In these valleys vegetable production dominates the landscape, and since most fields produce two or more crops per year the mean annual fertilizer input is very high.
Not surprisingly, environmentally problematic levels of soluble phosphorus in surface waters, and nitrate-nitrogen (NO3-N) in both surface- and groundwater, are common.
The Central Coast Regional Water Quality Control Board (WQCB) is struggling to develop effective regulatory measures to improve water quality without damaging the viability and competitiveness of the commercial vegetable industry.
Recognizing the dynamic nature of a system in which dozens of vegetable commodities are produced year around on a range of soils and in varying rotational schemes, the WQCB has been reluctant to impose numerical limits on fertilizer application, or to mandate the use of specific management practices.
To date, regulatory efforts have been tied to the discharge of irrigation tailwater or storm runoff from agricultural land.
In 2004 the WQCB granted a 5-year waiver from the requirement to obtain a permit for such discharge to all growers who agreed to: a) attend an extensive water quality training course; b) develop a written farm water quality protection plan outlining practices to be undertaken to reduce nutrient losses; and c) participate in a watershed-scale water quality monitoring program.

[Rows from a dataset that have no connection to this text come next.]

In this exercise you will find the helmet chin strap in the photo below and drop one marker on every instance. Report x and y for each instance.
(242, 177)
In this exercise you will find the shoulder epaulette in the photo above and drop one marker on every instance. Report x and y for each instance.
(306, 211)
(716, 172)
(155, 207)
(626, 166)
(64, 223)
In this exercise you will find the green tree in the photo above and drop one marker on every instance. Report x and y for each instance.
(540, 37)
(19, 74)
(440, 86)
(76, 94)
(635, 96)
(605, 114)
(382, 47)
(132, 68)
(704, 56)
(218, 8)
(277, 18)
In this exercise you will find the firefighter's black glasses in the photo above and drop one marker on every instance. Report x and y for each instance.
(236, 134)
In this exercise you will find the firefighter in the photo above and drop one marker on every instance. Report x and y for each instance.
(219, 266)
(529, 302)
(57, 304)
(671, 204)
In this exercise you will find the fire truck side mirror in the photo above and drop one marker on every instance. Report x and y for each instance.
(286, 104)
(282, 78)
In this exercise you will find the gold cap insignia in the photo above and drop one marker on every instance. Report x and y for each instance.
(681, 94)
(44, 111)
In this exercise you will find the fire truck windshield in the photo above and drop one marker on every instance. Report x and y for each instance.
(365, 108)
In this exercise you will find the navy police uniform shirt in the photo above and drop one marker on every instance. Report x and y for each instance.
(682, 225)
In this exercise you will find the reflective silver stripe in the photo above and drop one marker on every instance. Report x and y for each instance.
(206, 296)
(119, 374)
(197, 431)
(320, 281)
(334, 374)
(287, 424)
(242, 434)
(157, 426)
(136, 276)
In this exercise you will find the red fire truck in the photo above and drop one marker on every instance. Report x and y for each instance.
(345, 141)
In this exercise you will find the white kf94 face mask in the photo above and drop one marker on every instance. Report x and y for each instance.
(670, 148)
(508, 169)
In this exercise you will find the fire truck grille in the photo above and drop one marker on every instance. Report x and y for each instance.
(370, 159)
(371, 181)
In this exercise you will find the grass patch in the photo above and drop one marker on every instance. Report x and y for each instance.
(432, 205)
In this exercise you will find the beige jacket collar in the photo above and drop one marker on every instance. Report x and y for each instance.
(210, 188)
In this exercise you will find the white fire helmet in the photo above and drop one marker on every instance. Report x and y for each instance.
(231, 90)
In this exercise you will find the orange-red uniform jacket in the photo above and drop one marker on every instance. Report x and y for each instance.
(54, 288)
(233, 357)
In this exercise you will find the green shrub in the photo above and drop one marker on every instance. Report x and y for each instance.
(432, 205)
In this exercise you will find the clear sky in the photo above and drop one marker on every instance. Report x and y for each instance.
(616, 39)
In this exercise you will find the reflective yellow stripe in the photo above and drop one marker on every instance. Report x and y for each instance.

In the initial years of this program the majority of vegetable growers met these requirements, yet the monitoring data have shown no substantive improvement in water quality parameters related to nutrients.
The WQCB is currently planning additional grower educational activities to encourage wider adoption of efficient nutrient and irrigation management practices, and is considering additional grower requirements for extending the discharge waivers.